A Post Stratfordian Shake-speare Blog
Random header image... Refresh for more!

A Feast of Languages

O, that’s the Latin word for three farthings:”

says Costard in Love’s Labour’s Lost  Act III, sc i.

The phrase evoke’s  Ælfric’s Grammar written in Anglo-Saxon

libra onleden ys ƿund onenglise

Why is Shakespeare referencing an 11th century Anglo-Saxon grammarian in Love’s Labour’s Lost?

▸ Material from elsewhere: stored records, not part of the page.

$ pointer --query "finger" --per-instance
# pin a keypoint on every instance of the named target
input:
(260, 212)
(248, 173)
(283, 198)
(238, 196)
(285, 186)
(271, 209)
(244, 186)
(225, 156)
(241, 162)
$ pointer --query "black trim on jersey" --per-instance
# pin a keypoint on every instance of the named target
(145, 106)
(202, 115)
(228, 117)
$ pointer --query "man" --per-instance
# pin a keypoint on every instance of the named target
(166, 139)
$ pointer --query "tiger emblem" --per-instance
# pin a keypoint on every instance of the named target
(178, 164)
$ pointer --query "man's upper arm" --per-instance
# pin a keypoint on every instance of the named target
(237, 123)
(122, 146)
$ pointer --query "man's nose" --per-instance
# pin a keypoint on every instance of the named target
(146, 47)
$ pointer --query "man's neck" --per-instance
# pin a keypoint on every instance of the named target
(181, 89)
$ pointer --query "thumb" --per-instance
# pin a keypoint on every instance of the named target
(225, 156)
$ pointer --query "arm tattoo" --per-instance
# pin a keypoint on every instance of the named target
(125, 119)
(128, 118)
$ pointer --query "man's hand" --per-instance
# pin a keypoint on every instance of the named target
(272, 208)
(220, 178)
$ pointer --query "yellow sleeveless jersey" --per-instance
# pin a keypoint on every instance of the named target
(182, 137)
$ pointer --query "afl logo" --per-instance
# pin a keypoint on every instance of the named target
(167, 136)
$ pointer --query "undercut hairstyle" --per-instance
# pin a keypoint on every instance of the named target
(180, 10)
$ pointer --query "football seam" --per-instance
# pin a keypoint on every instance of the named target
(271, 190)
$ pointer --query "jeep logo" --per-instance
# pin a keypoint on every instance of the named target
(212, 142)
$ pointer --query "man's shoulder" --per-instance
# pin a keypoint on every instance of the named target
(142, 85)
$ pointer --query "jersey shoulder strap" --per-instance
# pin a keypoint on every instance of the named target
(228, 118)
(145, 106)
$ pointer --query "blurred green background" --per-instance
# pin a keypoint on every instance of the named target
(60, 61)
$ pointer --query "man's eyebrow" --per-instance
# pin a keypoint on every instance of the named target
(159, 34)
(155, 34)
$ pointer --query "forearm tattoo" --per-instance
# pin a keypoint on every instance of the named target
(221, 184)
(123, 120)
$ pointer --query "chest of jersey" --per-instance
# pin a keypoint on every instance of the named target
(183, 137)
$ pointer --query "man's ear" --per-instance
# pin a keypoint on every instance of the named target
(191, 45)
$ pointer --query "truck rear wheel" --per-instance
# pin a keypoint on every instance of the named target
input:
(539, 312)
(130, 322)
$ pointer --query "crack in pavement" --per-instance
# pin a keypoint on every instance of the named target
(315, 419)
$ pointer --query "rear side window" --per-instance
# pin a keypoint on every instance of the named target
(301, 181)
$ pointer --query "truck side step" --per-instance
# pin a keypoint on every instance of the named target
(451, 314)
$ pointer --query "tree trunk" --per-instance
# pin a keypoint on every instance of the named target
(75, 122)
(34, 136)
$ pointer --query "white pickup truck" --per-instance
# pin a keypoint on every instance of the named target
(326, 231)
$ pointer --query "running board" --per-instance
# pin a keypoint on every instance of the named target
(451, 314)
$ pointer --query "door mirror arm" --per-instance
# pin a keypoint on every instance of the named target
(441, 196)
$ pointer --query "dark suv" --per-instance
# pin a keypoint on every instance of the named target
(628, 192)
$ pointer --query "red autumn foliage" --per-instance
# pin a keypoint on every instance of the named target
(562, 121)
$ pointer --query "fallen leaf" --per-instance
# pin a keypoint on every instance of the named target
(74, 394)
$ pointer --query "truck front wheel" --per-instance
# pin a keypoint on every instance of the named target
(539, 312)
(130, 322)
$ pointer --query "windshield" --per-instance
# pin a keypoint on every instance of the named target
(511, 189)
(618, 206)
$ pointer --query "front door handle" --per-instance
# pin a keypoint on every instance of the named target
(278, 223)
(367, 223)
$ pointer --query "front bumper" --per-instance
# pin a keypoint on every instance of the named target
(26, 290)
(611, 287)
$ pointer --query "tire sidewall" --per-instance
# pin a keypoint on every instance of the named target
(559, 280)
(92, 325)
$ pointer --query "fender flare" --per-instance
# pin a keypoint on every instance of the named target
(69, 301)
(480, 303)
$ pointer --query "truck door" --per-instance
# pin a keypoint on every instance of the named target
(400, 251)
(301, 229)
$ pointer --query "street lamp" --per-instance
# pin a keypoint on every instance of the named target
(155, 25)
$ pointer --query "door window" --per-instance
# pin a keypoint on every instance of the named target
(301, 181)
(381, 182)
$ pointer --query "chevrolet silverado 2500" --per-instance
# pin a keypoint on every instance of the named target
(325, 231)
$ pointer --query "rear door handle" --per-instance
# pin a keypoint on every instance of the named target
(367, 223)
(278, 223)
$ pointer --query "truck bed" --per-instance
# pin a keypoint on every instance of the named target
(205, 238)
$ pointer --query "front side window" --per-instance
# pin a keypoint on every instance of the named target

The first point to make is that Ælfric is not the only grammarian who receives a nod from Shakespeare in LLL. William Lyly (playwright and Vere secretary John Lyly’s grandfather), whose grammar text was known by every schoolboy learning Latin is quoted by Holofernes.  Arthur Kinney, in the Oxford Handbook of Shakespeare (pg 519) writes;


click to enlarge

Holofernes also mentions the Roman grammarian Priscian in LLL after Nathaniel partially mangles some Latin

“Bon, bon, fort bon, Priscian! a little scratch’d,
’twill serve.”  Act V, sc i.

Shakespeare, it seems, made an effort to recognize a number of famous grammarians in LLL. I believe the reason is that LLL is, in part, a look back at his school days. This idea is not new, much has been written about Holofernes as a model of a grammar school teacher. But I think LLL is modeled on the author’s school days at Cecil house. In the 1560s when Vere lived at Cecil house, there were a number of lords or high-born children pursuing their scholastic studies alongside resident scholars and curates in an environment of constantly visiting dignitaries both foreign and domestic. This make-up roughly mirrors the Dramatis Personnae of Love’s Labour’s Lost. Cecil house doesn’t provides the plot of the play, nor the specific characters, but it is the setting of the play in my opinion.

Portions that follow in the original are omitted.